Mon côté pudique parle pour moi, je demeure muette plusieurs minutes le coeur battant à tout rompre. Personne d'autre qu'Oleksandr ne m'a vu nue, enfin là je ne suis pas nue mais presque. En même temps je ressens une grande curiosité d'avoir l'avis d'une amie sur mon corps.

  • Hum oui mais n'ouvre pas trop le rideau, je n'ai pas envie que l'on me voit...

Svetlana se recouvre du rideau pour cacher l'entrebâillement de la cabine, je ressens de grandes bouffées de chaleur dûes à la gêne et parce que je ne suis pas habituée à me dévoiler devant une autre personne que mon petit ami. Je ne devrai pas ressentir cela, je vois à travers les yeux de ma copine du respect, oui beaucoup de respect et de bienveillance ainsi que de la discrétion et de la pudeur. Son sourire s'élargit, elle m'admire plus franchement.

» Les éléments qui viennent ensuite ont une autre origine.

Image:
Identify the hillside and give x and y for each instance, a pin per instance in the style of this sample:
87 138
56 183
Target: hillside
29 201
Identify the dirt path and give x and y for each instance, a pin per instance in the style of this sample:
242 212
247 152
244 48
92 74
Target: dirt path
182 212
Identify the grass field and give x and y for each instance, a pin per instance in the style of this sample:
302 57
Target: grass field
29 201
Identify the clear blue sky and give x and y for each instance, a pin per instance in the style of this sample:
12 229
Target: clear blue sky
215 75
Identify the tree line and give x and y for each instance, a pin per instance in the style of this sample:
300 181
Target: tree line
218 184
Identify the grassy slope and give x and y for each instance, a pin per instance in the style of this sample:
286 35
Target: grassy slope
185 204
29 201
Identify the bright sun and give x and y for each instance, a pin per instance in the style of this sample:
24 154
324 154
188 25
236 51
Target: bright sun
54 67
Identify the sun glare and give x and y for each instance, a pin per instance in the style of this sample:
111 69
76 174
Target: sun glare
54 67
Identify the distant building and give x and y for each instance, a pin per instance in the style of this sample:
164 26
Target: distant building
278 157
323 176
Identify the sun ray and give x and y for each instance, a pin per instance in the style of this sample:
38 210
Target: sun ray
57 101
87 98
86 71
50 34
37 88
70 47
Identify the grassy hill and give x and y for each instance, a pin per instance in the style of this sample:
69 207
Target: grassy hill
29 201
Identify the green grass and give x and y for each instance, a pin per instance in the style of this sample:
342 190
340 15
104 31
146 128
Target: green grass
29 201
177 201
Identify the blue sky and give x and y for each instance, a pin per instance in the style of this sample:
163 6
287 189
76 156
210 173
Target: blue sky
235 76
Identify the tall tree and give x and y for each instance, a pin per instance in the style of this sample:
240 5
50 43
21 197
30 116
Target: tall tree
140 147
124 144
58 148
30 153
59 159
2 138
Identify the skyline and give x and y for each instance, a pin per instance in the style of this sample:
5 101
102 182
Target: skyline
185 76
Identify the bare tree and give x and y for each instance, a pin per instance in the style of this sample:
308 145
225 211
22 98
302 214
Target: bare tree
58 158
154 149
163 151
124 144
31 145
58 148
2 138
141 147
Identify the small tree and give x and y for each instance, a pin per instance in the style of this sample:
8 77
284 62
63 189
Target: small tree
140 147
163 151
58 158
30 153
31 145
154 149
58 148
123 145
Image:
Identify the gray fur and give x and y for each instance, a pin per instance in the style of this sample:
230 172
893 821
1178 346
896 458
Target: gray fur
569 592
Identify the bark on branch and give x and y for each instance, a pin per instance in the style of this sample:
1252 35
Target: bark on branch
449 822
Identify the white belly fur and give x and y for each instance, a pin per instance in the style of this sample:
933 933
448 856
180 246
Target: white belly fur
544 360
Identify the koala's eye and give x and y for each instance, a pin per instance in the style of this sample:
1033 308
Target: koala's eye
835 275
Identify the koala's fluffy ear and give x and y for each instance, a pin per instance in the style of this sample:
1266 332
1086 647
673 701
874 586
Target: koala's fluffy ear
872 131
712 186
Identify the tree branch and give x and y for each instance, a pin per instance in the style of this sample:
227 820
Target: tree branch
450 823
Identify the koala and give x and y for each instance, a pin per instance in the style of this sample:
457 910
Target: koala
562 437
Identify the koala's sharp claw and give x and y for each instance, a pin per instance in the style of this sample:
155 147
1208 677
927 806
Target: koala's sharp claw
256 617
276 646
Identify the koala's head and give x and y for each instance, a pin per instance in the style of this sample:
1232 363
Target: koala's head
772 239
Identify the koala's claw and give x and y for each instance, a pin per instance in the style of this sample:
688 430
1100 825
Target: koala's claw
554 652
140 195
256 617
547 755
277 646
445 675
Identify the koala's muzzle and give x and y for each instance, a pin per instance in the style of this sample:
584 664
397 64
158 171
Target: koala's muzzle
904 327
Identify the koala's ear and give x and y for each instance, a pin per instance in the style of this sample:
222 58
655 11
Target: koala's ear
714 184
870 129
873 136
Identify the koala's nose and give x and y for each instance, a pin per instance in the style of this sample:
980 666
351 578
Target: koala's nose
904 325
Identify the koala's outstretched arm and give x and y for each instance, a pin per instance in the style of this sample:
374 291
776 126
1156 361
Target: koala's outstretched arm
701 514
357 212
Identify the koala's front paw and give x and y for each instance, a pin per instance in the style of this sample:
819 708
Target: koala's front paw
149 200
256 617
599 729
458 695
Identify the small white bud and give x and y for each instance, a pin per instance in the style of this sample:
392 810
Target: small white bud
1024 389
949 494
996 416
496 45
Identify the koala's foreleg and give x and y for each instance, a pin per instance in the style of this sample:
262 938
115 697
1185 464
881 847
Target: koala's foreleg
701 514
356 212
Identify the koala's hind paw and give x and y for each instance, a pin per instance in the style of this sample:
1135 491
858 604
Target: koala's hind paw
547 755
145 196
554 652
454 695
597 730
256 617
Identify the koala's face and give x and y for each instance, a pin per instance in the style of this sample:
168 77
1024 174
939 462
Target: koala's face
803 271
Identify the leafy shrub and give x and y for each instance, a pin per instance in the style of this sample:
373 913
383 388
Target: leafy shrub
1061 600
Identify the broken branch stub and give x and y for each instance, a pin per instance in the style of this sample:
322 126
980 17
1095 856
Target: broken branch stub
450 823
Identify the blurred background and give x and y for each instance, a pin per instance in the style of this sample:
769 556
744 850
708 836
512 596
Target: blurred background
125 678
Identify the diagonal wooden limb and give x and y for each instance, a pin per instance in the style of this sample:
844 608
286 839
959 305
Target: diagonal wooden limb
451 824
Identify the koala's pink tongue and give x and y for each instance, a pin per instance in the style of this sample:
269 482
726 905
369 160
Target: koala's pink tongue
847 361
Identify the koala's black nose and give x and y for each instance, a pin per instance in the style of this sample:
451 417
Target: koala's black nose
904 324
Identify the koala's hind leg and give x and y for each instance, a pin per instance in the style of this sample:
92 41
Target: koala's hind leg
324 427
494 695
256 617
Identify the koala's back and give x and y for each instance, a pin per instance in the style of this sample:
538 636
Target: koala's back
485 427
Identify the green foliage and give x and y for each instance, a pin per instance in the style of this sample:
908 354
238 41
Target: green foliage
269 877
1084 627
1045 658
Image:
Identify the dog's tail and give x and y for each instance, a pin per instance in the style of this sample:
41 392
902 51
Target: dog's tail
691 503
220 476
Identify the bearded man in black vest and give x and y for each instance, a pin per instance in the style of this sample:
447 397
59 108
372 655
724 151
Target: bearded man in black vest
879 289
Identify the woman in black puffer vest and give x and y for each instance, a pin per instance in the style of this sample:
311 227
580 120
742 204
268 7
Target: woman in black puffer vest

  • Wahou dis donc ! Je ne te savais pas aussi bien foutue ! Finit-elle par dire. Je vais finir par douter de mon hétérosexualité ! Non plus sérieusement cet ensemble est à tomber, tu es trop canon ! Tournes toi que je puisse t'admirer ! (Je fais un tour sur moi même, ses yeux glissent sur mon fessier rebondit). Oleksandr est un petit veinard ! Tu as tout là où il faut ! J'aime bien ce petit détail de lanières, ça habille ton corps c'est très joli et la dentelle qui recouvre ta poitrine et ton intimité est suggestive, on devine mais on ne voit pas... Ça va le laisser rêveur ! C'est sûr !

Mon visage vire au rouge pivoine, pourtant tant de compliments me font plaisir. Je n'irai pas jusqu'à dire que la situation m'excite mais je ne peux pas nier que cela est très sensuel.

  • Oui moi aussi, ce sont de petits plus qui font la différence ! Je pense que je vais acheter cet ensemble ! Merci de donner ton avis, c'est sympa venant d'une autre fille.

  • Essayes celui-ci tu vas être en bombe ma chérie ! s'exclame Svetlana. Lui pour les soirées torrides et celui-ci pour les soirées romantiques. C'est bien de surprendre son chéri avec les deux extrêmes ! Ça (elle désigne la lingerie qu'elle tient entre ses mains), c'est plus toi.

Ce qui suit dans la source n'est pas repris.